# Gibt es bei der Canon AE1 Program maueller Modus ?



## DrFloyd (24. Mai 2004)

Ich überlege mir eine Canon AE1 Programm zu kaufen. Wisst ihr ob ich die Automatik auch komplett abschalten kann ?
Ich habe vorher mit einer Pentax Spotmatic2 fotografiert, die ist manuell.
Ich habe gedacht ich gönne mir jetzt ein wenig mehr Luxus mit der AE1 Programm. Auf einen vollmanuellen Modus will ich trotzdem nicht verzichten.


----------



## DrFloyd (24. Mai 2004)

Oder was haltet ihr von der Canon A1 ?


----------



## Vitalis (24. Mai 2004)

Hallo DrFloyd, ich habe eine AE1 Program.
Natürlich mußt Du die Automatik nicht benutzen und kannst alles vollkommen manuell einstellen. 
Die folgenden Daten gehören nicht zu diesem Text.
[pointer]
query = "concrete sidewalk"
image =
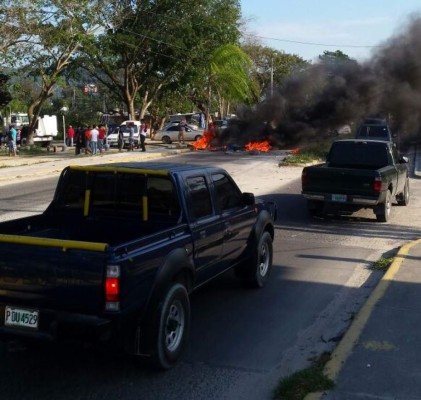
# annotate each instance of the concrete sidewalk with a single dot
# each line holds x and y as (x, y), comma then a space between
(379, 355)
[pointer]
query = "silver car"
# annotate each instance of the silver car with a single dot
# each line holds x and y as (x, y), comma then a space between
(169, 134)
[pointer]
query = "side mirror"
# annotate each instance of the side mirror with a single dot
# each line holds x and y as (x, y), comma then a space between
(248, 199)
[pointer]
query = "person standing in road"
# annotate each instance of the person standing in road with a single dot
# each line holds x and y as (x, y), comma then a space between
(120, 138)
(87, 133)
(12, 136)
(182, 126)
(70, 136)
(94, 140)
(101, 138)
(131, 136)
(143, 131)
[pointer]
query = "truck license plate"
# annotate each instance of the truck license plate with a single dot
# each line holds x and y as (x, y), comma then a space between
(21, 318)
(339, 197)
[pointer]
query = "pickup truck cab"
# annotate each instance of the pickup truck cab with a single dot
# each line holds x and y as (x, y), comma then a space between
(357, 174)
(120, 248)
(376, 129)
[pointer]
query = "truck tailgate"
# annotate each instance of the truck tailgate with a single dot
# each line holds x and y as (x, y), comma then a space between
(55, 275)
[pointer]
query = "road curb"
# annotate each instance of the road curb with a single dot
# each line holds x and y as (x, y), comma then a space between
(350, 339)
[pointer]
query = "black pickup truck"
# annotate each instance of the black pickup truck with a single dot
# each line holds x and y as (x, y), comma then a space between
(357, 174)
(116, 254)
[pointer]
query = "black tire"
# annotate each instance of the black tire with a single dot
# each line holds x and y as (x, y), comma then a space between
(384, 209)
(166, 140)
(258, 268)
(172, 327)
(403, 198)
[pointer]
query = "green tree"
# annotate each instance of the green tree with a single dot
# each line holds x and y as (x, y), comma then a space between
(271, 67)
(52, 32)
(160, 47)
(229, 77)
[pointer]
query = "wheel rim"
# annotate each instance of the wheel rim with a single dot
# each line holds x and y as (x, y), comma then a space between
(174, 326)
(264, 259)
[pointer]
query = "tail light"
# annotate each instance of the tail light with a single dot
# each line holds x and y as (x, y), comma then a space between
(377, 184)
(304, 179)
(112, 288)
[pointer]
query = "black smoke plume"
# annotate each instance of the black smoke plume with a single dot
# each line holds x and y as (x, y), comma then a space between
(323, 97)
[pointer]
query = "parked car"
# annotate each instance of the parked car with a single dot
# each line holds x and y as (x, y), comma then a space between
(169, 133)
(112, 138)
(375, 128)
(357, 174)
(114, 258)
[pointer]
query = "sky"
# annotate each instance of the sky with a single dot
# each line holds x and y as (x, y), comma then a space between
(309, 27)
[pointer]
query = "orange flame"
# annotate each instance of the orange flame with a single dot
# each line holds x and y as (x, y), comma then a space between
(261, 146)
(204, 142)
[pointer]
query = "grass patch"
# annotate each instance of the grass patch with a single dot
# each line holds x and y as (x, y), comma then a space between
(382, 264)
(308, 380)
(308, 154)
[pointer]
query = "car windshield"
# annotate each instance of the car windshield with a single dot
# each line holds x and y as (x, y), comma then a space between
(125, 129)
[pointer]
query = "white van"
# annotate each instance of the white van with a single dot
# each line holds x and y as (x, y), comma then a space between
(112, 138)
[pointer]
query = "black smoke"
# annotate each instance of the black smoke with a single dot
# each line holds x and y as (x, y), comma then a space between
(324, 96)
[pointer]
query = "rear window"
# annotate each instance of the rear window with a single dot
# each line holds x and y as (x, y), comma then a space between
(358, 154)
(117, 194)
(373, 131)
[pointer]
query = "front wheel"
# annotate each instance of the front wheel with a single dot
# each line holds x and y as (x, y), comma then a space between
(166, 140)
(403, 198)
(384, 209)
(173, 323)
(259, 266)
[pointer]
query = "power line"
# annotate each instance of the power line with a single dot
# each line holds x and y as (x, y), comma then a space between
(310, 43)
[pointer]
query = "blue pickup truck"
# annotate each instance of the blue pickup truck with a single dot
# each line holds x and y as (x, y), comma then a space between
(116, 254)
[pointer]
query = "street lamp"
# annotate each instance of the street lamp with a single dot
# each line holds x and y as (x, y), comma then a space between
(63, 111)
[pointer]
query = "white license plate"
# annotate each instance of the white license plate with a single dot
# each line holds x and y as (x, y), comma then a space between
(339, 197)
(21, 318)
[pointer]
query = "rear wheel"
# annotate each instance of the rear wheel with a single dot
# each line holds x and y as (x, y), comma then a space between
(384, 209)
(315, 208)
(172, 327)
(403, 198)
(257, 269)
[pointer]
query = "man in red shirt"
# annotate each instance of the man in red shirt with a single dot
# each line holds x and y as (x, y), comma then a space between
(70, 136)
(101, 138)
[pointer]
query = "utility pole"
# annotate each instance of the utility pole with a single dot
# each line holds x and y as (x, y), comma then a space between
(271, 78)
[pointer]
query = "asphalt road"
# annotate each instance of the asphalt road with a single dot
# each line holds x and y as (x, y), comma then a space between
(242, 341)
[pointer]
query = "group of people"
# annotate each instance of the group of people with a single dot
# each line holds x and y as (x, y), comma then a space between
(11, 139)
(90, 140)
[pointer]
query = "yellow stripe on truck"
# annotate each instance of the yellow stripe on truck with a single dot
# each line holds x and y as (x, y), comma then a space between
(125, 170)
(46, 242)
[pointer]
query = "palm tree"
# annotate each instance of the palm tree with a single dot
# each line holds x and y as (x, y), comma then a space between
(229, 75)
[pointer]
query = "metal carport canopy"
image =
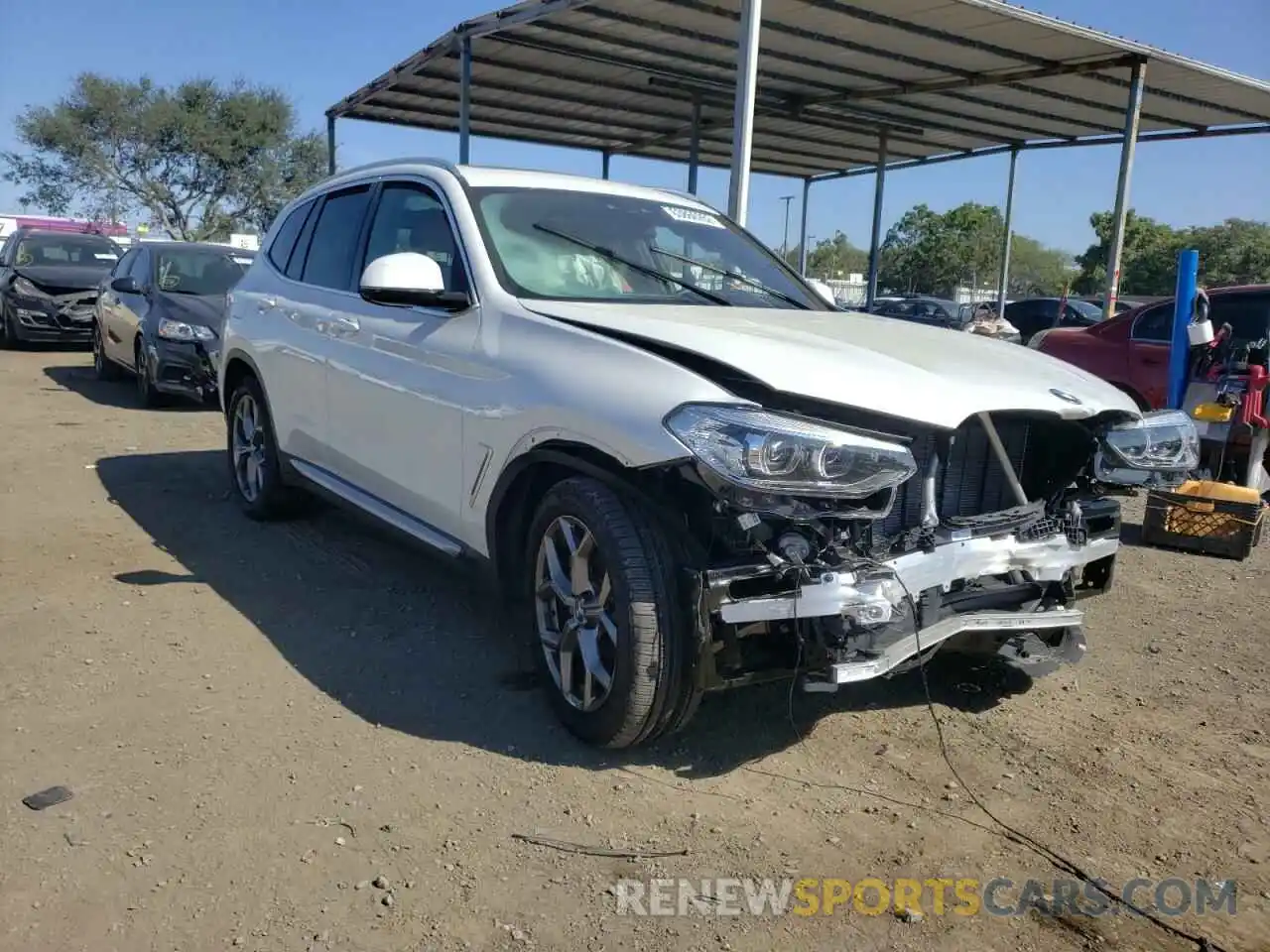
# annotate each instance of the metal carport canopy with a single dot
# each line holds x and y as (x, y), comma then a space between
(839, 87)
(948, 77)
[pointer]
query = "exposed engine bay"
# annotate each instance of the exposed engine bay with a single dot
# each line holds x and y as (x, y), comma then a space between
(984, 548)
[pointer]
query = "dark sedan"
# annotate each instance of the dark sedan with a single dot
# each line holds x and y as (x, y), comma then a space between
(1037, 313)
(49, 285)
(160, 317)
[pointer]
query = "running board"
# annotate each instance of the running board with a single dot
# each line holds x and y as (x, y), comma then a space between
(381, 511)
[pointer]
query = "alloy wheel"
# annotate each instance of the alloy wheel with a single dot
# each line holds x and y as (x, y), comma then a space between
(249, 448)
(574, 610)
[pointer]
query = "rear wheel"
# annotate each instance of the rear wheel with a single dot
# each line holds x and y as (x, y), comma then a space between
(8, 330)
(254, 465)
(613, 643)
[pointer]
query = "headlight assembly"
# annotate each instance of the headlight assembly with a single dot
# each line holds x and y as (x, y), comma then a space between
(1162, 440)
(771, 452)
(180, 330)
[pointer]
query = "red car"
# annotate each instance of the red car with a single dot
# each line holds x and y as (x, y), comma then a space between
(1130, 350)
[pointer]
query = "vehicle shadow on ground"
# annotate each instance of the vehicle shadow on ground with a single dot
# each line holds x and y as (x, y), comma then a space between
(416, 644)
(121, 394)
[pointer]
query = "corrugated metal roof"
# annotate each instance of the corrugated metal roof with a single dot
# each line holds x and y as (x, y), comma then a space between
(947, 77)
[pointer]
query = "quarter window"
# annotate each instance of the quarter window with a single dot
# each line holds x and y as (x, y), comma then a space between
(333, 246)
(1155, 325)
(282, 246)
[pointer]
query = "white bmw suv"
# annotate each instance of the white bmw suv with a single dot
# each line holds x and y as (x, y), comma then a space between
(684, 467)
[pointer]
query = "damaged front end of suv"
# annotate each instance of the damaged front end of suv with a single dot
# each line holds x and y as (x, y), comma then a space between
(846, 544)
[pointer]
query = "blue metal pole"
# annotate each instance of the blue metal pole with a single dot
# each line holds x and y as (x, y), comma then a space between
(1184, 306)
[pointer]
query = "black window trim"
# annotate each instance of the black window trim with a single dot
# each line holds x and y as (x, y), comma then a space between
(305, 239)
(444, 199)
(116, 271)
(307, 234)
(1144, 312)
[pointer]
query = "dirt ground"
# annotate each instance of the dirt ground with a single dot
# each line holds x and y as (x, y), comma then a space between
(258, 721)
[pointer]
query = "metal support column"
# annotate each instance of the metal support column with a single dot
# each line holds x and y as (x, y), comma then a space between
(330, 145)
(465, 100)
(802, 232)
(1003, 285)
(695, 145)
(875, 238)
(1132, 118)
(743, 121)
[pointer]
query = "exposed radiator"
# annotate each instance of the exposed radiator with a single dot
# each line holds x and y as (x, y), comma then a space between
(973, 481)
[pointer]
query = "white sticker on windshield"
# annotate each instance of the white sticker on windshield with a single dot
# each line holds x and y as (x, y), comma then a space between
(693, 216)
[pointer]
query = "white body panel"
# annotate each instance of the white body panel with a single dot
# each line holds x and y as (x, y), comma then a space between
(420, 411)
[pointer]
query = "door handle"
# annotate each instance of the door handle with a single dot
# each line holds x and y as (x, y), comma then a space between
(341, 326)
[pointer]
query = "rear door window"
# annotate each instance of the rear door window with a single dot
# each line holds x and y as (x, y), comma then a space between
(1247, 313)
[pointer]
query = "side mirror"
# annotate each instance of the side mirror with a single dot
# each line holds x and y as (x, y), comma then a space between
(409, 278)
(824, 291)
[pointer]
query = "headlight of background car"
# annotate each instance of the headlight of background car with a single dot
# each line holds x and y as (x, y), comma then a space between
(1164, 439)
(26, 289)
(180, 330)
(772, 452)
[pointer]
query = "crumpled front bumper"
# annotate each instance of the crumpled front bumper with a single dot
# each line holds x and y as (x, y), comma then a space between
(892, 598)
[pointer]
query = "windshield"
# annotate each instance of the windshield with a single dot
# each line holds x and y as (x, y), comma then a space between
(66, 250)
(597, 246)
(198, 271)
(1086, 309)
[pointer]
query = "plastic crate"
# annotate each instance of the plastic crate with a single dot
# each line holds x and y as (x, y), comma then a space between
(1203, 524)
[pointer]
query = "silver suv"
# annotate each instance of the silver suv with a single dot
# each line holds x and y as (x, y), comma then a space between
(684, 467)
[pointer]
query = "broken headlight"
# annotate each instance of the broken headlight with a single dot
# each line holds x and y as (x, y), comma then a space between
(1162, 440)
(772, 452)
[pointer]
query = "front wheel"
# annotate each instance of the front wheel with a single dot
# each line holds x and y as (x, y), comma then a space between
(148, 395)
(613, 643)
(254, 465)
(9, 339)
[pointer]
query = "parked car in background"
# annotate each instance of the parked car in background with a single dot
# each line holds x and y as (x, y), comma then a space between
(935, 311)
(1035, 313)
(679, 488)
(160, 313)
(1130, 350)
(49, 285)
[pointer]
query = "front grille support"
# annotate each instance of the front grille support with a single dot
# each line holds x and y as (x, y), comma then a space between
(1003, 458)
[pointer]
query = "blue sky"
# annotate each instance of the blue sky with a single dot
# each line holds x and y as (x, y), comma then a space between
(321, 50)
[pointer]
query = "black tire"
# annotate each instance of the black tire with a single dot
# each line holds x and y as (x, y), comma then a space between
(9, 339)
(652, 684)
(148, 397)
(275, 499)
(103, 366)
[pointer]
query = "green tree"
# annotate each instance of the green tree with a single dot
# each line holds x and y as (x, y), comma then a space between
(1148, 261)
(198, 159)
(830, 258)
(1037, 270)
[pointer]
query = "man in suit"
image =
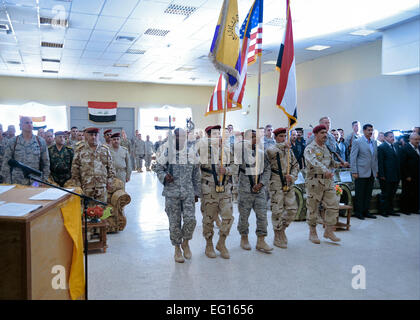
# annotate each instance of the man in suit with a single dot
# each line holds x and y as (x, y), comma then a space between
(388, 173)
(409, 160)
(364, 168)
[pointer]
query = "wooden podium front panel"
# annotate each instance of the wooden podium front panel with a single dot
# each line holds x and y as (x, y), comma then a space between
(30, 246)
(14, 272)
(51, 246)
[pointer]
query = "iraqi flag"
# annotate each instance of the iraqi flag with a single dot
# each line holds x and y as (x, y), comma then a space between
(286, 94)
(102, 111)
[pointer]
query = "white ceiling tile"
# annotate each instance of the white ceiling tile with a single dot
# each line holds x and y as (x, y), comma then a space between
(109, 23)
(116, 47)
(82, 21)
(87, 6)
(100, 35)
(145, 9)
(78, 34)
(74, 44)
(54, 4)
(72, 53)
(118, 8)
(136, 25)
(96, 46)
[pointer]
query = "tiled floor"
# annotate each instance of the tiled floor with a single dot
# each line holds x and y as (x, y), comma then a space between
(139, 261)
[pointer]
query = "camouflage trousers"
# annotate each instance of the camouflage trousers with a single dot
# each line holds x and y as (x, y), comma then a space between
(235, 182)
(139, 161)
(283, 206)
(214, 204)
(321, 191)
(148, 160)
(258, 202)
(177, 210)
(97, 193)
Die A1 kenne ich leider nicht wirklich.

Gruß,
Vitalis

P.S.: Probier mal den "editieren"-Button hier im Forum aus. Damit kannst Du Deinen Beitrag ändern und mußt keinen neuen erstellen.


----------



## DrFloyd (24. Mai 2004)

Danke für deine schnelle Antwort !

Das mit dem "editieren"-Button muss ich mir merken...


----------



## Sebastian Wramba (28. Mai 2004)

> _Original geschrieben von Vitalis _
> *ich habe eine AE1 Program*



Seit wann das? oO

... zum Thema: einfach die Drehscheibe auf ne passene Belichtungszeit drehen und nicht auf Program stellen. Und nach Belieben auch am Objektiv ne Blende auswählen oder auf *A* stehen lassen.


----------



## Vitalis (28. Mai 2004)

gou: Wie seit wann das?  Was hast Du denn gedacht, womit ich analog fotografiere? :suspekt:

Noch ein wenig blabla:
Wenn man die Belichtungszeit einstellt, dann wird die Blende durch den Belichtungsmesser vorgegeben und im Sucher angezeigt. Die sollte man dann auch nehmen, wenn man nicht falsch belichten will.  Sonst dreht man halt so an der Belichtungszeit rum, bis die gewünschte Blende erreicht wird.

Gruß,
Vita


----------



## Sebastian Wramba (29. Mai 2004)

Ich wusste nicht, dass du analog fotografierst... ich dachte, du würdest alles mit deiner Fuji-Dingens machen.


----------